At its best, art transcends and belies expectations. I am always learning and appreciative of the fact. Coupled with Jeff Koons floating basketball selling against a guarantee for a total $15,285,000, if those results aren't indicative of a still-crazy robust market, what is?

I'd be remiss not to mention the histrionics of legendary dealer/artist Tony Shafrazi, a libertarian soul few and far between, with a dose of late-in-life Tourette's. From Trojan Horsing the Basel fair a few years ago and staging a one person show of his own art before getting ceremoniously thrown out, he engaged in an ad-hoc heckling commentary with Christie's auctioneer shouting about things being undervalued to more random outbursts; odd but funny. Because of his longtime standing, no one in the room blinks an eye.
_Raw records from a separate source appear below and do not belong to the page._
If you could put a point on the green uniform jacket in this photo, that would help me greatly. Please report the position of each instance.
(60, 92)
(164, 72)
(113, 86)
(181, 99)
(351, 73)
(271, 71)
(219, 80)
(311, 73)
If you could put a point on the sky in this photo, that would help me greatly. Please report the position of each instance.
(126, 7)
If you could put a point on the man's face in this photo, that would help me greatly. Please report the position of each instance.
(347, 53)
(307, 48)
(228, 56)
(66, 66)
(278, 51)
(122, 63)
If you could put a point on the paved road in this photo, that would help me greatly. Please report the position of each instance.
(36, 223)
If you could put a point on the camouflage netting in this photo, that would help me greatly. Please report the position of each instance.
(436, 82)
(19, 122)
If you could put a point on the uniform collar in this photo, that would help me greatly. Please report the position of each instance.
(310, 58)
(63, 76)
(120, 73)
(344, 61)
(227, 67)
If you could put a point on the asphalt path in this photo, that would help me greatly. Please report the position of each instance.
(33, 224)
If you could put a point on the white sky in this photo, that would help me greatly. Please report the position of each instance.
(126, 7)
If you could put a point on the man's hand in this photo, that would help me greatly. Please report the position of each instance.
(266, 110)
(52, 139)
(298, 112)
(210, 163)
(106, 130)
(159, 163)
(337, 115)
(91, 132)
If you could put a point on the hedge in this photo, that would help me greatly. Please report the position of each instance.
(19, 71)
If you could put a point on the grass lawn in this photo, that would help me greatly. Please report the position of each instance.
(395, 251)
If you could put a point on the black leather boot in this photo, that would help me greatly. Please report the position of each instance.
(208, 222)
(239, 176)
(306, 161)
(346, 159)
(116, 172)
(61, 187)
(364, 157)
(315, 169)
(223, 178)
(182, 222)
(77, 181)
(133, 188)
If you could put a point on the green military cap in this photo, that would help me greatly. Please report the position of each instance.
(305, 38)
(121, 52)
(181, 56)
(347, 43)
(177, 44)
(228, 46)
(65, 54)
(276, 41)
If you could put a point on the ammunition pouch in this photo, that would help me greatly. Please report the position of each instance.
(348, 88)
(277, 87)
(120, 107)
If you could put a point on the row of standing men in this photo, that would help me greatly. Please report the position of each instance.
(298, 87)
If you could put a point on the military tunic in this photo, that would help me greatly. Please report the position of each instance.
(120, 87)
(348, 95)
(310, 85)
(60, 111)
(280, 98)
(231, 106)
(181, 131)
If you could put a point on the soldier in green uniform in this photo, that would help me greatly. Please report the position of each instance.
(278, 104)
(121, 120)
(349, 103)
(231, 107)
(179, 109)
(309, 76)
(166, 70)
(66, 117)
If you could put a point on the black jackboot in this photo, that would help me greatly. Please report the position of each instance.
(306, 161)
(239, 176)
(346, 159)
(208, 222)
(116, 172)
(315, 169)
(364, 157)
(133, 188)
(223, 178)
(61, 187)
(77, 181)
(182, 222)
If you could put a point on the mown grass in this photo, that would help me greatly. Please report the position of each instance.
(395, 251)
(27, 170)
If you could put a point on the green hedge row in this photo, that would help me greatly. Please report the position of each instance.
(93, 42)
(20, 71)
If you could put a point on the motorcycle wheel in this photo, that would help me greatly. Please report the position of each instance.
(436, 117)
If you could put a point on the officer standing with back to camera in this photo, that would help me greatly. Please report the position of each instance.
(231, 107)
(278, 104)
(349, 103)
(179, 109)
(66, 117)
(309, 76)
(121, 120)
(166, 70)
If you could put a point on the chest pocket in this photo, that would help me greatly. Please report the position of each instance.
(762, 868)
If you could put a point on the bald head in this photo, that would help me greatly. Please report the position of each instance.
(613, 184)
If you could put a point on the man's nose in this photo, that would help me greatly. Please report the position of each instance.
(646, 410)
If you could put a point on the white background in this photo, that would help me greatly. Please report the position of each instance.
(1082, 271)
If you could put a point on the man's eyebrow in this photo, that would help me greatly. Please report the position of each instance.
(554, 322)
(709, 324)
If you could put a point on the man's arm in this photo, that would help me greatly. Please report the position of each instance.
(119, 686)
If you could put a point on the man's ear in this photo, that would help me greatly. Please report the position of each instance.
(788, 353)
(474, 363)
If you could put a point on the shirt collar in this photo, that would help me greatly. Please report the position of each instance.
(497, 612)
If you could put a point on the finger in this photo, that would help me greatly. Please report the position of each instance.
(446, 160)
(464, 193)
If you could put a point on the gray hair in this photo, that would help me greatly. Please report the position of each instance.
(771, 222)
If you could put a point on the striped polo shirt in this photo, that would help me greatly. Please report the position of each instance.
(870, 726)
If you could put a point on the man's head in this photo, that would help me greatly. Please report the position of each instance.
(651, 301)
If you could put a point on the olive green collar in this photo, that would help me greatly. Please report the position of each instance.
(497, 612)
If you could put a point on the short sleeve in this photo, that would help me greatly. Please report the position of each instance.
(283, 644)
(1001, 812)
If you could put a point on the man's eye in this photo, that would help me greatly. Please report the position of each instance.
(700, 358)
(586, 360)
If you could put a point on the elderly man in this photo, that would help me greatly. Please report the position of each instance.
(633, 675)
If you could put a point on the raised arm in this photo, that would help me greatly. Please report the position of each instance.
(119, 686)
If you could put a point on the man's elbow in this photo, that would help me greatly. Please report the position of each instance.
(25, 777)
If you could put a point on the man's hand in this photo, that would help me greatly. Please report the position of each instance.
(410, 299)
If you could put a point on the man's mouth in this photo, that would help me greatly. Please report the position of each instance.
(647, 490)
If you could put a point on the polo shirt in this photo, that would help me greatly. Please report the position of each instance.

Phillips had some action on a (very) few things but can only be considered to be playing a different sport than Christie's—and even Sotheby's for that matter—more on that in the next days.

I ended up closing the deal that fortuitously sprang from sitting next to a collector on the plane. In that sense at least, things are still flying high. And a dollop of existential dread can't be all that bad for the art world; it keeps us on the razor's edge. Yes, the scales of the sales were down but so what? I was elated.